Spencer Nam - Janney Montgomery Scott LLC, Research Division

Analyst · Janney.

Yes, actually -- just one quick follow-up. You mentioned the hospitals being the main customers. What kind of hospitals are we talking about here?

Joe E. Kiani

Analyst · Janney.

Surprisingly, it's not teaching hospitals alone. It's academic hospitals, as well as your community hospitals. So one thing that's I think driving it, unfortunately, in this era of time that we're in, is cost.
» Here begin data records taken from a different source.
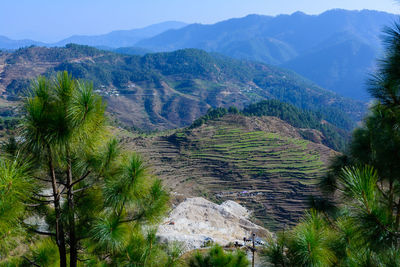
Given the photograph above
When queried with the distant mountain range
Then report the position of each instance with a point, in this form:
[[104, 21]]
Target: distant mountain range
[[109, 41], [170, 90], [336, 49]]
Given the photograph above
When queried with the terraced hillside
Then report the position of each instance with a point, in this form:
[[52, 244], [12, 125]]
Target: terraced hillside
[[263, 162]]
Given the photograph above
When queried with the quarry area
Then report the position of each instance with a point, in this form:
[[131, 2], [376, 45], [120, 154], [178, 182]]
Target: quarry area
[[197, 222]]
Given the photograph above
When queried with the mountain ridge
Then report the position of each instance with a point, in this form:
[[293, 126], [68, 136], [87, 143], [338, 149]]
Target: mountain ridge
[[171, 90], [284, 38]]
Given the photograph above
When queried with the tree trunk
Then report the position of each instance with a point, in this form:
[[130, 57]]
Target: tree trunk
[[73, 253], [60, 239]]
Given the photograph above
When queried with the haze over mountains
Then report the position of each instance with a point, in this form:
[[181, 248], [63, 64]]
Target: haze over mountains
[[336, 49], [114, 39]]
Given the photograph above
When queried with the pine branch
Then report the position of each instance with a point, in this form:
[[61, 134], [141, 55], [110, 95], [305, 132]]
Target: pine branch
[[80, 179]]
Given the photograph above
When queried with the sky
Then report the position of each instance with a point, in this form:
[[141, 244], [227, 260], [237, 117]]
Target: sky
[[54, 20]]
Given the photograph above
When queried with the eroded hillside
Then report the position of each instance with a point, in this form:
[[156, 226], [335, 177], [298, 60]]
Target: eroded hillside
[[263, 162], [169, 90]]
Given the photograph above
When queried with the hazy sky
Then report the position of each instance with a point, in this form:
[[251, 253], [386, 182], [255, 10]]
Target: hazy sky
[[52, 20]]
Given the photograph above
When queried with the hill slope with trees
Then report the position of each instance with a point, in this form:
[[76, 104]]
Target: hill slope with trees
[[335, 49], [170, 90]]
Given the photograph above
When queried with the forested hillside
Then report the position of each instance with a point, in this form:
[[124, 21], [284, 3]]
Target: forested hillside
[[336, 49], [168, 90]]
I think -- you'd like to think people are rushing to this because it's going to save lives, which it is, but I think every hospital has recognized, practically every one of them, I would say, that blood transfusion is an expensive line item -- the blood bags of blood are probably on their top 5 line items. And the -- with the studies showing that SpHb can help dramatically reduce it, and our ability and willingness to even guarantee it, I think, it's making -- from a community hospital to an academic hospital, wanting to do it. And it's not just the U.S. It's happening in Europe, it's happening in Asia. So it's an exciting time. I just can't -- part of me can't wait for a year or 2 to go by, and hoping to show the results that we are hoping for. So with that, I'm going to wrap up today's call. For those that have been around for 24 years on this call, happy 24th. And for the new friends since our IPO 5 years ago, thank you for joining us. Have a great afternoon.

Operator

Operator

Thank you, this concludes today's conference. You may now disconnect.